You see, Christians take the biblical texts as if they are a divine history of their faith for the first millennium or more without attempting to discern the context for these documents. There is a discernible development to their intellectual history and it looks completely like the evolution of a faith, not a divinely revealed one.I have to admit that most people have never bothered to study the context of the Bible. He does have some valid points that the Bible is composed from several viewpoints. We are talking about 66 books, over 40 different authors, 3 continents, different cultures, various genres, three different languages, and most of Authors could not have known one another given it took 1500 years for them all to be written. Loftus' meager comparison is indeed meager. If someone from today were to read such a history of United States it would indeed be a confused mess. However the Bible is different. Each book was written with a specific audience in mind and the contemporary readers of those documents would have known and understood the context of those writings. Centuries removed it takes more study to get an understanding of those contexts.

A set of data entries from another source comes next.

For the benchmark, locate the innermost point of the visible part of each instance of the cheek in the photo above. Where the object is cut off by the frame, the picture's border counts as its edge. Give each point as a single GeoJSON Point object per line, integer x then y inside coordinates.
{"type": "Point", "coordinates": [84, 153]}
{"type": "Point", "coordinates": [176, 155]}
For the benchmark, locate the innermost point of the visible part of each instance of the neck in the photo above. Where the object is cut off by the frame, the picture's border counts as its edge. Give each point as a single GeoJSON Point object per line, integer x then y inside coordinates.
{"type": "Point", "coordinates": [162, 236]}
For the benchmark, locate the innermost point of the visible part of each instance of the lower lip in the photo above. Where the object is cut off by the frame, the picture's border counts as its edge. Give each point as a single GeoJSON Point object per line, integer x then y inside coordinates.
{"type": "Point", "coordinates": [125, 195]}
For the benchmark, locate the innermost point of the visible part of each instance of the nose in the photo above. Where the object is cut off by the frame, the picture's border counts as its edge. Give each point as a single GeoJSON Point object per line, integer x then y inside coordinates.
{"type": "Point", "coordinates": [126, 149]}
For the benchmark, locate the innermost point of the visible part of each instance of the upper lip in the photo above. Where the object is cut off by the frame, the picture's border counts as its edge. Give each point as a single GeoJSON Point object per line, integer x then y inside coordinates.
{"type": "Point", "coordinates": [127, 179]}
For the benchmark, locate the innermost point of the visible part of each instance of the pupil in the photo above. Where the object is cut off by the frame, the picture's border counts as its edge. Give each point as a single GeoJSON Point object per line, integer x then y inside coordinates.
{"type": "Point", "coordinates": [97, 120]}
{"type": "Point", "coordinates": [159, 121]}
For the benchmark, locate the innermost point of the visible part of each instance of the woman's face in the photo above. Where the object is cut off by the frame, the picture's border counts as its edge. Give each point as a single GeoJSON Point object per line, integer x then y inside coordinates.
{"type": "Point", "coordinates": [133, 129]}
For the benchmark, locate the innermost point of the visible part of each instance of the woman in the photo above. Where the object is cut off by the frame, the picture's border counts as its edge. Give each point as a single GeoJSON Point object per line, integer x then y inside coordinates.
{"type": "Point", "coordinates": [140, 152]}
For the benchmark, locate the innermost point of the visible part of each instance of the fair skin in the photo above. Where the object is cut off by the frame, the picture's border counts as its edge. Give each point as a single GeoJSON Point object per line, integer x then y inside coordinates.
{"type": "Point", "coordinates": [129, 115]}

Here's a meager comparison. It would be like reading a history of the United States that was partially written during the Revolutionary War without referring to why early Americans revolted in the first place (i.e., the context), and partially written during the Stock Market Crash by a rich author, without any context as to what caused the crash in the first place.
There is a complete lack of historical perspective in the periodically written texts of the Bible. Add to that the extraordinary claims or "wonders" we find in it and there simply is no good reason to believe them.

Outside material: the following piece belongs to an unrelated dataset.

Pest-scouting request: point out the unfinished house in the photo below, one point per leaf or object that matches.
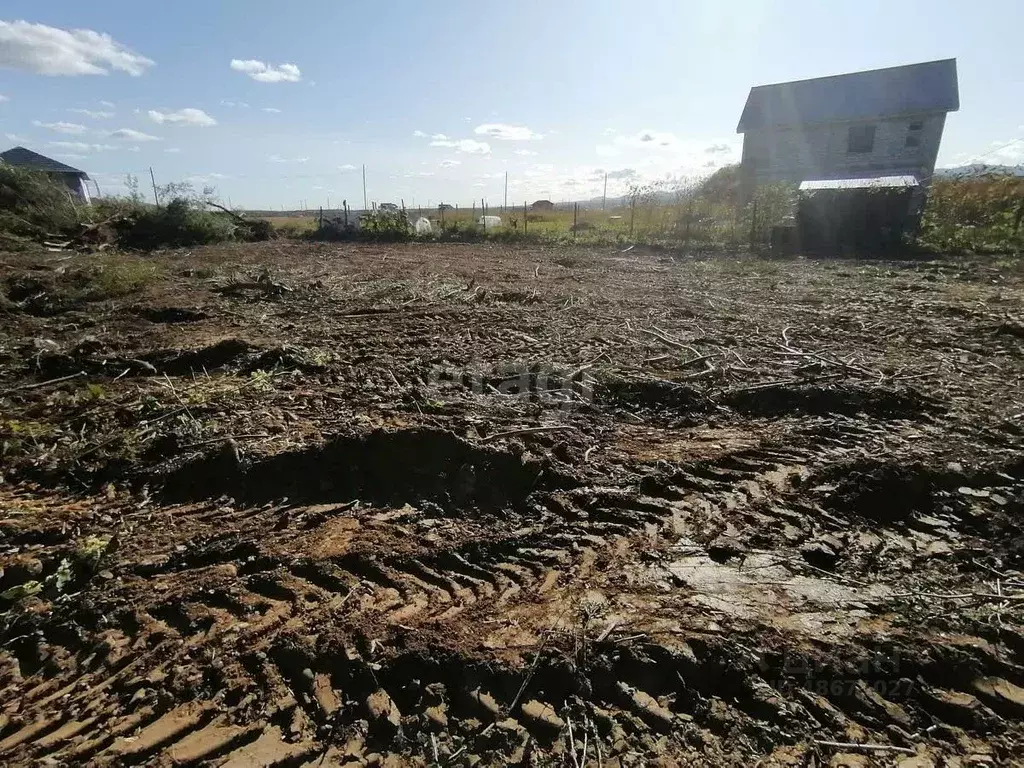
(73, 178)
(862, 144)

However I disagree with Loftus' conclusion. And I'm not the only one. Many people have studied the contexts of the scriptures - historically and culturally - and come to the conclusion that the Bible is a coherent whole telling the same story - God redeeming His people and glorifying Himself. It's His story. I recognize that there are different opinions. Some people I've spoken to on Loftus' blog (and some scholars) even deny that we can know anything about history conclusively. If they're right then Loftus' comparison is even more meaningless.
I've got to disagree that there is a lack of historical perspective in the Bible itself. The lack of historical perspective is because of those who read the Bible out of its' own context and try to superimpose their own views and prejudices. Loftus makes the suggestion that all the other texts like the intertestamental text indeed gives a equally valid but different views of Christianity. However the intertestamental texts, like the Apocrapha, is not about Christianity but they are in a Jewish context. I do agree with him that one must study early Christian literature to understand what earlier followers of Christ thought and taught. Thing the 27 books of the New Testament all predate the gnostic and Christia n apocraphal texts. I've read many of them and they contradict the New Testament in fundamental ways. Given the New Testament was first and early, it makes sense that it better represents the teachings of Jesus and the first century church. The next point of contention that is raised is that message found in the New Testament is not coherent but contradictory. I disagree.
I invite anyone who disagrees with me and would hold that New Testament contradicts itself to put their evidence on the table in plain sight and let's discuss the texts in question and see if there is a contradiction if viewed from a historical and cultural context.